I shook my head. It didn’t seem like him at all, but I’d seen his brilliant acting in dozens of scenes over the course of the previous week. He was an actor, capable of creating all manner of believable stories.
I was still seated on the edge of Owen’s desk, swinging my feet around impatiently. “It doesn’t make any sense. Not the video, not the timing, not any of this. We need to get the truth from Nate. I’ll call him,” I told Owen.
At that moment Owen’s eyebrows lifted and he looked past me at the front door of the office. I had already pulled out my phone, but he leaned over and put his hand on to
p of the screen.
“I don’t think that will be necessary,” he said.
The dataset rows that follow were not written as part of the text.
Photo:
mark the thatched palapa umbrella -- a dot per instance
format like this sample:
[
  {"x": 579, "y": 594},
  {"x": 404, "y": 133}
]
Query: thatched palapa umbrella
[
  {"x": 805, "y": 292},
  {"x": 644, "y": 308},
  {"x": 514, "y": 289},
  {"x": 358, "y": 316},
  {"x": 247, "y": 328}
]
I heard the rattle of the doorbell and quickly spun around to face the newcomer.
“Nate!” I said. “What is going on?”
Nate’s face was flushed and blotchy. His breathing appeared to be rapid, and his hand kept returning to the side of his head to smooth down his hair.
“I was hoping that you would be able to tell me,” Nate said.
I could only describe his tone as desperate. For a moment, Nate’s gaze traveled around the room, taking in the haphazardly stacked boxes of legal files and dated desktop computers. His brows knit together even more deeply. It was his first time in the office, and he did not look impressed. I certainly wouldn’t either if I had become accustomed walking into the lobby at Zimmerman Talent.
Nate marched over to where Owen and I were still hunched over his laptop, his face tumbling into an even greater display of despair upon seeing the still image from the paused video.
“Play it again,” I told Owen.
Nate grabbed at his face with both hands. “Please, no. I’ve already seen it–”
“Play it, please,” I repeated to Owen and he struck the space bar.
“Nate, just see if anything jogs your memory,” I said gently.
It was right at the point where the man in the video—Nate, according to Owen’s biometrics—threw his script aside with a final flurry of curses and offensive slang, when Nate’s jaw dropped open.
“It is me,” he said, dazed. “I have put this out of my mind for so long that I didn’t even recognize it anymore.”
My heart sank. It was Nate, and it was all across the country by now. No matter how much I liked him or privately felt like a silent cheerleader for his new and unexpected family, I couldn’t see any way of protecting him now.
“You said those things?” I asked softly. In the back of my mind, I was praying that there was some kind of explanation.
“I did,” Nate said. “But it’s not what you think! I swear. My drama club tried to put on this play back in high school. It was meant to be provocative and illuminating. All that racist stuff is only part of the play.”